Depuis la littérature religieuse, comme exemples la Bible et le Coran, l’aliment s’est imposé comme véritable topos littéraire. Le récit de voyage a été pendant longtemps influencé par cette littérature où l’aliment est d’abord et avant toute chose le vecteur d’une identité religieuse. Mary Douglas (1966) a été dans ce domaine une pionnière puisqu’elle a, à travers son œuvre, révélé les ressorts sémantiques de cette construction de l’identité religieuse, et souvent donc de l’identité tout court, par l’interdit culinaire. Rappelons ici son explication de l’interdit culinaire chez les hébraïques qui fonctionne plus comme marqueur d’une identité et d’une volonté de démarcation par rapport à toute forme d’altérité.
Le récit de voyage a reproduit pendant plusieurs siècles le modèle religieux, en essayant de s’en émanciper depuis le Moyen Age jusqu’au XVIème siècle. En effet, les thèmes dominants dans les récits de croisade ou dans les récits de pèlerinage sont la nourriture comme moyen soit de dénigrement et de guerre contre les sarrasin, soit comme motif de célébration d’une identité catholique fondée essentiellement sur la présence bienveillante du Dieu chrétien –thème de la manne et du miracle culinaire- ou des valeurs de charité et de partage propres à la communauté catholique. Les récits qui suivent vont plus ou moins s’émanciper de ce modèle catholique pour inaugurer une nouvelle vision et une nouvelle approche du culinaire de ce que mange et boit l’autre et de la façon de se l’expliquer.

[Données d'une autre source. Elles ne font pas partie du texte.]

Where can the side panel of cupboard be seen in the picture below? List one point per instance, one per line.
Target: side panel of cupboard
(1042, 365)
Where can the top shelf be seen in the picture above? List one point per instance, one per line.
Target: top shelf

A l’aube des grandes explorations géographiques, de la Renaissance et d’autres bouleversements culturels et socio-économiques, l’Europe découvre la différence, l’altérité sous ses multiples formes. La littérature n’échappe pas non plus à ce séisme. Dans les récits de voyage du XVème siècle, l’intérêt que commence à avoir l’autre n’est pas sans susciter quelques curiosités, voire quelques angoisses, et ce à cause de plusieurs mœurs culinaires qu’on n’arrive ni à comprendre ni à expliquer. Une de celles-ci concerne le vin. C’est un produit qui intrigue beaucoup les voyageurs de cette époque, car inscrit dans un nœud inextricable de contradictions et créant ce que l’on peut qualifier de paradoxe du vin. Dans son journal daté du XVème siècle, Louis de Rochechouart raconte cette scène anecdotique certes, mais combien emblématique du sujet qui nous intéresse :
Au moment de l’offertoire, le père gardien[2] nous fit de nombreuses recommandations. Tout d’abord il a absous ceux qui étaient rentrés en terre sainte sans licence pontificale, ensuite il nous a exhortés à l’amour fraternel…en troisième lieu, concernant les périls rencontrés habituellement par les pèlerins, il allait de soi que nous devions nous déplacer tous ensemble en prenant garde à nos bourses, et que nous devions cacher notre vin, parce que les Sarrasins l’apprécient beaucoup. (Louis de Rochecouart 1997 [1461] : 1139).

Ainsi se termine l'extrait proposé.